2 февраля, в день Канделярии 23, отряд погрузился на бригантину и каноэ. С собой мы захватили всю пищу, которую можно было найти в селении, и кое-что из домашней утвари индейцев. Они уступили нам свое имущество без звука: настолько были рады нашему отплытию. Да и солдаты не сожалели, покидая селение: месячный отдых на суше сгладил воспоминания о тяготах пути. К тому же за день до отплытия бискаец Перучо увидел вещий сон: ему приснилось огромное озеро, в водах которого отражались золоченые крыши дворцов. Перучо рассказал нам, что явственно слышал женский голос, говоривший ему о близости Эльдорадо.
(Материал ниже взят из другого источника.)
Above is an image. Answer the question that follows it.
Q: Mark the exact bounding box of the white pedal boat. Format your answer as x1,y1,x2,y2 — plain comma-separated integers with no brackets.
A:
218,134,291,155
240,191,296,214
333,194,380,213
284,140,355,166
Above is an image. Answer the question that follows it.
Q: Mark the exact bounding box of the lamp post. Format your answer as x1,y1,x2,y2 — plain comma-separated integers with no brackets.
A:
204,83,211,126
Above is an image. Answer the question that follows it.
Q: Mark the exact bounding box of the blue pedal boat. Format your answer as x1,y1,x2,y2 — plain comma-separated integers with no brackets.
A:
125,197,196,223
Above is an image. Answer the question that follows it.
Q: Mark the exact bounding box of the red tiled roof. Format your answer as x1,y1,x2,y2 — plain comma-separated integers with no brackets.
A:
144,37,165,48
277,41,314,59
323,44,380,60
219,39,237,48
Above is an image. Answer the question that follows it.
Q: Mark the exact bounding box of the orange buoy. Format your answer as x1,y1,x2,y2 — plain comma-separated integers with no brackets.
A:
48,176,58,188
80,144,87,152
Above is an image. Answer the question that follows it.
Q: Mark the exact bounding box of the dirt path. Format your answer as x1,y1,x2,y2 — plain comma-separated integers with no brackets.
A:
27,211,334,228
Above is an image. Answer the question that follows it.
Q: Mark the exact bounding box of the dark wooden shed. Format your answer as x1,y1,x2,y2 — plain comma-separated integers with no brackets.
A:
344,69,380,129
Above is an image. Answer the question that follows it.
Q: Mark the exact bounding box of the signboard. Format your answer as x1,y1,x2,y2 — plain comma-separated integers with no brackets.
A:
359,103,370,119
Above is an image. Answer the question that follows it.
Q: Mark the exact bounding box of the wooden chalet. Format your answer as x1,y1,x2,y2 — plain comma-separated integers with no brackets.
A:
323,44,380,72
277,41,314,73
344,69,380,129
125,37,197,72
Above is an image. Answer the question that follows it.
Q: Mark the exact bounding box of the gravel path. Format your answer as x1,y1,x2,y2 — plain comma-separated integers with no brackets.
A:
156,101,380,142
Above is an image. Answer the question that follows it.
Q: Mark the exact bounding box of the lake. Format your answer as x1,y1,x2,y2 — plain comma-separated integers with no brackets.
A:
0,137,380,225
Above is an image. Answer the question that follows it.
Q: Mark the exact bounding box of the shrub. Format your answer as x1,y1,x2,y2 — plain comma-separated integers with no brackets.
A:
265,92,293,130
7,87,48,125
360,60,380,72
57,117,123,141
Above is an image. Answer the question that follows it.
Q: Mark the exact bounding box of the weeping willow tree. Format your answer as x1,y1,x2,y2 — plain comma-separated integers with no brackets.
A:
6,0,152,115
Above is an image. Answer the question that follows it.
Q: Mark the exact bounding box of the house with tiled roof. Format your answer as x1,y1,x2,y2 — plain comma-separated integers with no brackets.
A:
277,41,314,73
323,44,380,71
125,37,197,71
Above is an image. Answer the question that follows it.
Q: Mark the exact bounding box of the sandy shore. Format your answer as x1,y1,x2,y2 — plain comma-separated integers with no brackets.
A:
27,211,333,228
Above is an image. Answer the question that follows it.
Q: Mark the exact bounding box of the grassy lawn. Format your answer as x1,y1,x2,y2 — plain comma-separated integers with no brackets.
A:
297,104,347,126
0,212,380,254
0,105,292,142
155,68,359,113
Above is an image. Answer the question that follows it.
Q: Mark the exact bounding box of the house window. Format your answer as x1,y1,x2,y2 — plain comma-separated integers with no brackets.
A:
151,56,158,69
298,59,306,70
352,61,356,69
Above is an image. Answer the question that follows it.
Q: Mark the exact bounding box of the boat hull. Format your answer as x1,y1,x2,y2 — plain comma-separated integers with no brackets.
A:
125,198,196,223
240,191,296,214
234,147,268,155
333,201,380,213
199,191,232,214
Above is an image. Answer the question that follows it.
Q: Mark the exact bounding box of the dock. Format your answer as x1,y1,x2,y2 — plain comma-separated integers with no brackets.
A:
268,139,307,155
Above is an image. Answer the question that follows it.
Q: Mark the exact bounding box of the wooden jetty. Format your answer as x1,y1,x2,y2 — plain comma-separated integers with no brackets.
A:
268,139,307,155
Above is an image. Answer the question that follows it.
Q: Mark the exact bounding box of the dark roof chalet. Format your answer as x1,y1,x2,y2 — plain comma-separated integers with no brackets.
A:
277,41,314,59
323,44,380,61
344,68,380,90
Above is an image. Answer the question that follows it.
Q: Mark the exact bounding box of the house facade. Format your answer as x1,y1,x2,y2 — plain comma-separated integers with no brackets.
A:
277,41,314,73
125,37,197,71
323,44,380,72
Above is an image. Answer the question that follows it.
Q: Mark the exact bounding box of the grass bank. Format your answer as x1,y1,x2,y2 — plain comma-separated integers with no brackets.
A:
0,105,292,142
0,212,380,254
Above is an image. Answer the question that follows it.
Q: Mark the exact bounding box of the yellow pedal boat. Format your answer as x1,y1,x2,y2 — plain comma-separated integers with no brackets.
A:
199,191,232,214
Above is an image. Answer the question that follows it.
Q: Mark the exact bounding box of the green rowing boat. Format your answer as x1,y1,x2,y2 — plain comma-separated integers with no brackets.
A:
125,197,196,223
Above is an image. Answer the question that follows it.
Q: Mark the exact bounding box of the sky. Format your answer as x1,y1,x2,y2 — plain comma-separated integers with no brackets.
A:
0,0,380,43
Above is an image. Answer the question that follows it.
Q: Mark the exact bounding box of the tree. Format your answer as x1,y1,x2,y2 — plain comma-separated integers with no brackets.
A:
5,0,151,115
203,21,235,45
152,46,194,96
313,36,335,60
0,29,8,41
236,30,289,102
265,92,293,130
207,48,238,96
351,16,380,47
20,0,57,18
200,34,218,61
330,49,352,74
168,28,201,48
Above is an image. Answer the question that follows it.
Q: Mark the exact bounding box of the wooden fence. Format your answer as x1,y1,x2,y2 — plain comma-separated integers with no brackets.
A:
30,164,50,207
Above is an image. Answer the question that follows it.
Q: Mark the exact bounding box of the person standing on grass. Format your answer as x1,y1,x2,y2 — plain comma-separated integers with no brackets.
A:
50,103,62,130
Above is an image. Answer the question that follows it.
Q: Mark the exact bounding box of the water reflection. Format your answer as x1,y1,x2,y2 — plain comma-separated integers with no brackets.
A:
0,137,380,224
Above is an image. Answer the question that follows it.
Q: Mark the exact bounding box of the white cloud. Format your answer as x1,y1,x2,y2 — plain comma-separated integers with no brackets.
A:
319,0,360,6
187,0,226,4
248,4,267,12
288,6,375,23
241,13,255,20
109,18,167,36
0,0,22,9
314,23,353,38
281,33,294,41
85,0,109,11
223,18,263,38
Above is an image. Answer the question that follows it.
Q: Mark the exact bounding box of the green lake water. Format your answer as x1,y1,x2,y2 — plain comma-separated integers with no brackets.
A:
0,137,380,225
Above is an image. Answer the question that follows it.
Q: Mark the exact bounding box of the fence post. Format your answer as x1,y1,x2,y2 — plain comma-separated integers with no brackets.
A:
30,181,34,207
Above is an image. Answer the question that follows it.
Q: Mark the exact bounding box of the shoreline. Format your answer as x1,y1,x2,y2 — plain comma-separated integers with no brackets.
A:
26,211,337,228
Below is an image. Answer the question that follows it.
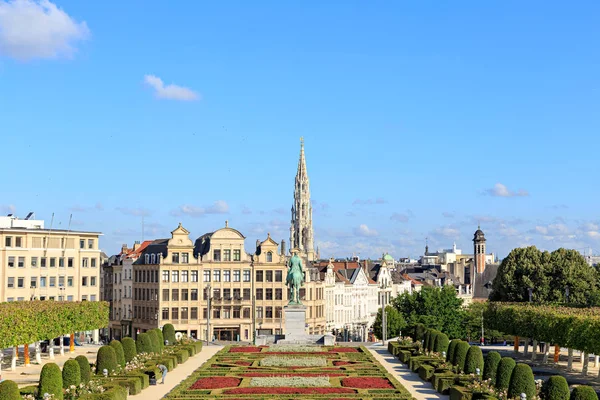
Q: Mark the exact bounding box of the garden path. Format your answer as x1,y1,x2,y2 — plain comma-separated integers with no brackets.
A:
367,343,449,400
127,345,223,400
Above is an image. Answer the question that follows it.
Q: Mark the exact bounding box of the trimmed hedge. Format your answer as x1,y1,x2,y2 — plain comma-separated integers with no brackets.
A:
96,345,117,375
483,351,502,382
0,380,21,400
496,357,520,390
542,375,571,400
62,360,81,389
570,385,598,400
37,363,63,400
508,363,537,399
452,340,471,372
465,346,483,374
110,340,125,367
75,355,92,383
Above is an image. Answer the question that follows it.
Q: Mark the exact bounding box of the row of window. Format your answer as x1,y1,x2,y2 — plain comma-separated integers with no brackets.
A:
6,276,96,289
8,256,98,268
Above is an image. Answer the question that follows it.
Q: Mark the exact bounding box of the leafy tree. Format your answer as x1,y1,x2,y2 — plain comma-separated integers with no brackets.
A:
373,306,406,339
394,285,464,338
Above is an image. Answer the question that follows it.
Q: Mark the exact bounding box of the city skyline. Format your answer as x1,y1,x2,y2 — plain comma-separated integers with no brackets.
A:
0,0,600,258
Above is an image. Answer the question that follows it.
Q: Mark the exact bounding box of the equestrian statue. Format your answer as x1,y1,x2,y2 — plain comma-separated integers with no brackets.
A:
285,251,304,304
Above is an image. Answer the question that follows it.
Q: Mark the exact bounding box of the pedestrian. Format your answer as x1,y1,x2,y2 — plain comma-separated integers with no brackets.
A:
156,364,168,384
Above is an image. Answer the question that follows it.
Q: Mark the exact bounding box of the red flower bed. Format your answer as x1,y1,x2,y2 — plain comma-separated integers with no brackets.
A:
229,346,262,353
189,376,242,390
223,387,356,394
342,377,394,389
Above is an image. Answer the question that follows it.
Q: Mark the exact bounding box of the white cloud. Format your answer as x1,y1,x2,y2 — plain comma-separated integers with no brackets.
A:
0,0,90,61
144,75,200,101
485,183,529,197
354,224,379,237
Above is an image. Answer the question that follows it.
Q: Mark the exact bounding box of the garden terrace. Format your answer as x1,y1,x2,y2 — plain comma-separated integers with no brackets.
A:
165,346,412,400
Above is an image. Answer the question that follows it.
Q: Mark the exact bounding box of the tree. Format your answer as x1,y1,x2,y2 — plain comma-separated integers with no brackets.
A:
394,285,464,338
373,306,406,339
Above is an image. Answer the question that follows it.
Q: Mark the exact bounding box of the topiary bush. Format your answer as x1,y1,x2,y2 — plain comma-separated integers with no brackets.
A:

Голос посоветовал скорее отправляться в путь, ибо до страны Эльдорадо осталось всего лишь десять дней пути. Солдаты рассказывали друг другу сон бискайца, добавляли новые подробности и буквально рвались в дорогу. Я не слишком полагался на слова болтливого Перучо, и все же мне очень хотелось верить ему.
Снова ударили весла по желтым водам реки, снова потянулся мимо запутавшийся в зеленой пряже размытый берег. На десятый день пути мы увидели, что Напо сливается с могучей бурной рекой. Она стремительно несла десятки огромных стволов, бурные водовороты играли ими, как соломинками. Беспощадное течение подхватило бригантину, закружило ее и понесло на восток…
Это случилось 12 февраля 1542 года. Никто из нас не подозревал тогда, что в этот день мы открыли Великую реку Амазонок.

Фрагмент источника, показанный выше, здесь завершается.